Subpoenas and legal requests in Virginia

• For a subpoena duces tecum, no return date may be earlier than 15 days from the subpoena date unless a court orders otherwise.
• Do not disclose until you receive written certification that the 15‑day motion‑to‑quash window has closed or the court has ruled; if a motion is filed, send records under seal to the court.
• Upon proper certification, respond by the subpoena return date or within five days of certification, whichever is later.

Follow state procedural notices precisely and maintain an auditable trail for each Health Records Disclosure. ([law.lis.virginia.gov](https://law.lis.virginia.gov/vacode/32.1-127.1%3A03/32.1-127.1%3A03/))

Medical Record Retention Standards

HIPAA sets a six‑year retention rule for documentation of your privacy and security compliance, but it does not prescribe how long to keep clinical medical records; you must protect PHI for as long as you retain it. In Virginia, licensed hospitals must preserve medical records for at least five years after discharge; for minors, keep records for at least five years after the patient turns 18. Birth and death information must be retained for 10 years. ([law.lis.virginia.gov](https://law.lis.virginia.gov/admincode/title12/agency5/chapter410/section370/))

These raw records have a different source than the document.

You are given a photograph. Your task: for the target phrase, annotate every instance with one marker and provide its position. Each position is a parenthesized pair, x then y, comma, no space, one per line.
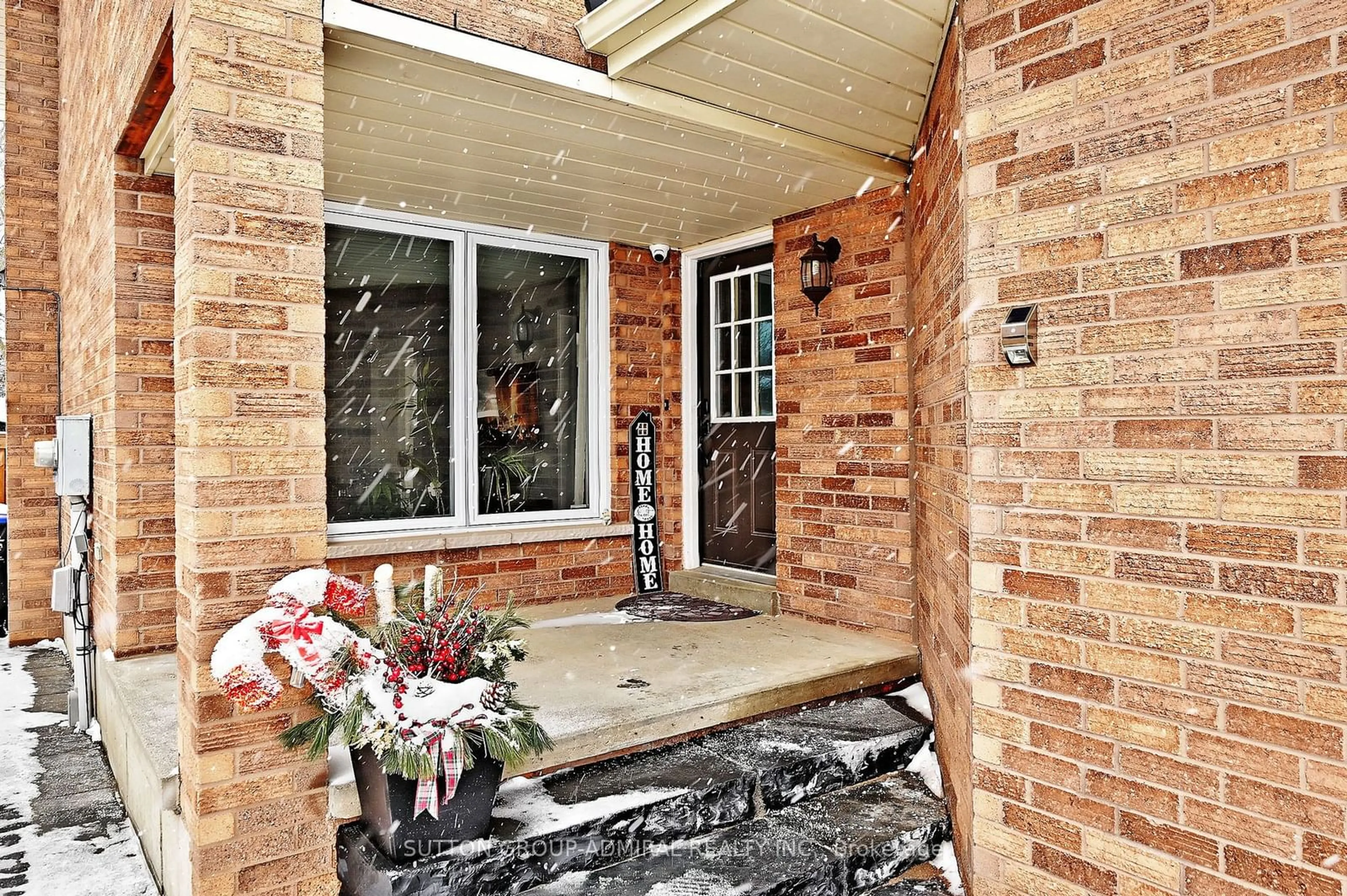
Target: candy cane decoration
(415,710)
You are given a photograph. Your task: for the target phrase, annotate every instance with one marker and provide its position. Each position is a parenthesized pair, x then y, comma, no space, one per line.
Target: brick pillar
(135,607)
(250,429)
(30,224)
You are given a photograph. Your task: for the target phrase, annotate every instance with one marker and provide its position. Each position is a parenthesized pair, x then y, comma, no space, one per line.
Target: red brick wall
(644,301)
(1159,543)
(844,549)
(30,223)
(941,484)
(542,26)
(136,500)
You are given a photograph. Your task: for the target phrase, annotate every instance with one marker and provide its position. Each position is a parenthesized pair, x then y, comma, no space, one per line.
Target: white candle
(384,599)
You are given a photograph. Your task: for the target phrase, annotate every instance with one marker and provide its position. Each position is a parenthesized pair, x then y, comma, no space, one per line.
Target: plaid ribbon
(449,766)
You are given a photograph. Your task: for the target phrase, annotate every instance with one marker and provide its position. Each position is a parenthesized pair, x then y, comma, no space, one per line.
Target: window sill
(376,543)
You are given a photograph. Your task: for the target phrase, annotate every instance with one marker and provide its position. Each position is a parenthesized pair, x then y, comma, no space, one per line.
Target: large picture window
(463,376)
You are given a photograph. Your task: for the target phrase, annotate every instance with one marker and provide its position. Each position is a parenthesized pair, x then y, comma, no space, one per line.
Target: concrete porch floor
(607,689)
(601,689)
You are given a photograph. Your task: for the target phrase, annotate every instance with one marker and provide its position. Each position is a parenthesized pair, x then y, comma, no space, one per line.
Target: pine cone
(496,696)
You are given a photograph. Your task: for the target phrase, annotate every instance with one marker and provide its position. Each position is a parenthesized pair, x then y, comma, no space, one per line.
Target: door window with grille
(744,379)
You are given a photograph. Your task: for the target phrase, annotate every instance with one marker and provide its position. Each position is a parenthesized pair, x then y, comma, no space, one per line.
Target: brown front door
(737,412)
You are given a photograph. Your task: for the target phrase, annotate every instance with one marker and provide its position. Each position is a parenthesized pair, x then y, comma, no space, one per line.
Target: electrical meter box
(75,456)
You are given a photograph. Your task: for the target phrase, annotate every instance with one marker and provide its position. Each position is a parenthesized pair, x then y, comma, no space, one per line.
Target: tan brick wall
(139,549)
(939,380)
(30,193)
(116,274)
(542,26)
(1158,531)
(250,420)
(646,339)
(844,548)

Record Retention for Healthcare Practitioners

Virginia practitioners regulated by the Board of Medicine must maintain patient records for a minimum of six years after the last patient encounter. Emancipated Minors Records, and all minor children’s records (including immunizations), must be retained until the minor turns 18 or becomes emancipated, with at least six years from the last encounter. Practitioners must inform patients about Record Retention Periods and destroy records securely when the time elapses. ([law.lis.virginia.gov](https://law.lis.virginia.gov/admincode/title18/agency85/chapter20/section26/))

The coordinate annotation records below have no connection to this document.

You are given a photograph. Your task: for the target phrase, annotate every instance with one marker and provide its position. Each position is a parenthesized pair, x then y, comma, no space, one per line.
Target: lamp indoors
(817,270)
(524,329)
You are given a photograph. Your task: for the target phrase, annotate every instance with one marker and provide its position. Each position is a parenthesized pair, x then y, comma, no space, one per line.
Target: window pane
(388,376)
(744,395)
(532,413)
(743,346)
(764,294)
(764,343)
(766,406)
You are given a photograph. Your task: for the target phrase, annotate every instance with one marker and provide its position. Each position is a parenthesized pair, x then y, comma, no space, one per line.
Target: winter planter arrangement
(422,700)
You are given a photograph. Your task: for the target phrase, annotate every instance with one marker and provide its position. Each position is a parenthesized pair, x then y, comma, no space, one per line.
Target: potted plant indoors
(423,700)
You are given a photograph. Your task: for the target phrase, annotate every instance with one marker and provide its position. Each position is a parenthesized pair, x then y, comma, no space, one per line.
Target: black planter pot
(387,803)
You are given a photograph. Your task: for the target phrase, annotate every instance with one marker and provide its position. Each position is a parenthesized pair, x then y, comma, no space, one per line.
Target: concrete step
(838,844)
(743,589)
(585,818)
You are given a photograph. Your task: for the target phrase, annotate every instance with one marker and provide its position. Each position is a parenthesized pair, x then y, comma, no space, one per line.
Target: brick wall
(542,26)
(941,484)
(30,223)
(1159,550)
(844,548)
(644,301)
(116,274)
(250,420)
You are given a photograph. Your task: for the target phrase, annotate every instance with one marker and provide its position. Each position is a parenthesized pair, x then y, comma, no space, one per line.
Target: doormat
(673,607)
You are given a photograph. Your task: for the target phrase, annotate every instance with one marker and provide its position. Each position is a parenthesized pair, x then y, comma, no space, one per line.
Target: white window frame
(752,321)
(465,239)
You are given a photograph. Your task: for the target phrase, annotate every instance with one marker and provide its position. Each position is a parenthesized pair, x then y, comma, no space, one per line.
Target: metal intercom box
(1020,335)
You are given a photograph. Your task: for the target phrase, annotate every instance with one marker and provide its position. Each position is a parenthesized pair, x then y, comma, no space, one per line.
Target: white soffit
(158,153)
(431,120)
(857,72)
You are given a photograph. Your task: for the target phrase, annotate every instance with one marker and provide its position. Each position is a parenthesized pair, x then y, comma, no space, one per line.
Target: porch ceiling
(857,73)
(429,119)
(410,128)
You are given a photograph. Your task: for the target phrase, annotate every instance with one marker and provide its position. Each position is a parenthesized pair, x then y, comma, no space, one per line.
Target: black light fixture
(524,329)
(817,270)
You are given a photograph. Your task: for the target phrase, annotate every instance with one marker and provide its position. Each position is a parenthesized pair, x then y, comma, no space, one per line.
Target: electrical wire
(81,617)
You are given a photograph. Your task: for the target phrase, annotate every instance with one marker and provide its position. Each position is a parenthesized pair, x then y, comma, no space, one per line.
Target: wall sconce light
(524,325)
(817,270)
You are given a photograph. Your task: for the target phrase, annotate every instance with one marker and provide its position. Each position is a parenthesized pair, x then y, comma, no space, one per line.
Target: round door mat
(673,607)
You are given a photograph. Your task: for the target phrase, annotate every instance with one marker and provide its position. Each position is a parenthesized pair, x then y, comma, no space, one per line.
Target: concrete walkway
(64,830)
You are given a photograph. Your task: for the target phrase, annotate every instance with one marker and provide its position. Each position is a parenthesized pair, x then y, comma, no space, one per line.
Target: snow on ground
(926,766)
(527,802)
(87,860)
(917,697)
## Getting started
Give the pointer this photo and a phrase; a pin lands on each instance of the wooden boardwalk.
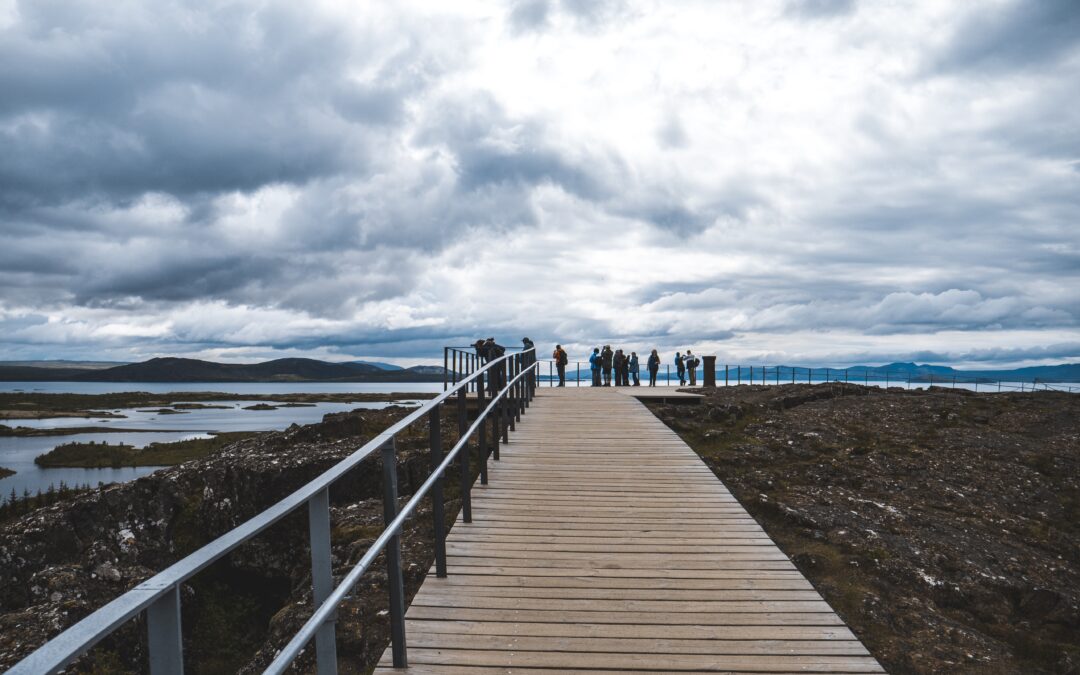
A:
(604, 544)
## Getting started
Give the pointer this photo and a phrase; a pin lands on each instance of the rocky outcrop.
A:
(942, 525)
(63, 562)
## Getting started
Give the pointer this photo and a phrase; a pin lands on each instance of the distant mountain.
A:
(379, 364)
(171, 369)
(1061, 373)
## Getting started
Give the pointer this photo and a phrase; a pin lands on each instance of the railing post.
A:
(322, 577)
(482, 440)
(463, 459)
(393, 552)
(439, 524)
(165, 635)
(505, 417)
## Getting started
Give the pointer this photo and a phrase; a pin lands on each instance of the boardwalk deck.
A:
(604, 544)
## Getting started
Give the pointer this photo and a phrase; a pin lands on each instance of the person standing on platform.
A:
(561, 359)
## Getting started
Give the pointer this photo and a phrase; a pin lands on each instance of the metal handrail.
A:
(160, 594)
(325, 611)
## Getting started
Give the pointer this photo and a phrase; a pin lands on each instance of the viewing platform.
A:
(604, 544)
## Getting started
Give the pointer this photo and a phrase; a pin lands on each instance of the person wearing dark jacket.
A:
(489, 350)
(606, 355)
(653, 367)
(561, 359)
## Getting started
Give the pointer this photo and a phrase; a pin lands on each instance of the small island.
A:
(106, 455)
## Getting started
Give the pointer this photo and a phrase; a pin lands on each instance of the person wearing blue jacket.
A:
(653, 367)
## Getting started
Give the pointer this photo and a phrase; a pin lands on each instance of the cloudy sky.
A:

Separately, Virginia law provides that most practitioner records need not be retained longer than 12 years from the date of creation, except for minors’ records and where contracts or federal rules require a longer period. Align your schedule so the six‑year minimum, minor‑specific rules, and the 12‑year cap all remain satisfied. ([law.justia.com](https://law.justia.com/codes/virginia/title-54-1/chapter-29/section-54-1-2910-4/))

FAQs

What are the key HIPAA requirements for health data in Virginia?

You must handle PHI under the HIPAA Privacy Rule and implement Security Rule safeguards. In practice, that means limiting uses and disclosures to what HIPAA permits or what a valid Patient Authorization covers, honoring access and amendment rights, training staff, managing vendors, and applying Administrative Safeguards, Physical Safeguards, and Technical Protections based on documented risk analysis. State rules add timing and process details for access and disclosures.

How does VCDPA affect health data protection?

Most HIPAA‑regulated data and entities are exempt from VCDPA, along with “health records” under Title 32.1 and certain de‑identified or research data. If you offer health‑related services or apps outside HIPAA (for example, consumer wellness platforms), VCDPA may apply, requiring clear notices, data‑minimization, and honoring consumer rights such as access, correction, deletion, and opt‑outs for targeted advertising or sale of personal data.

What are Virginia’s rules on medical record retention?

Hospitals must keep records at least five years after discharge; for minors, at least five years after the 18th birthday; birth and death information is kept 10 years. Practitioners keep records at least six years after the last encounter; for minors (including emancipated minors), retain until 18 or emancipation, with a six‑year minimum from the last visit. A general 12‑year cap from creation applies to most practitioner records unless longer retention is required by contract or federal law.

How must health records be disclosed under Virginia law?

For patient‑directed releases, verify identity/authority and ensure a complete authorization before disclosing. For subpoenas, allow a 15‑day motion‑to‑quash period, hold records until you receive proper certification, and, if a motion is filed, send records under seal to the court. For access requests, respond within 30 days by providing records, explaining why they’re unavailable, pointing to the custodian if known, or issuing a lawful denial with an option for professional review.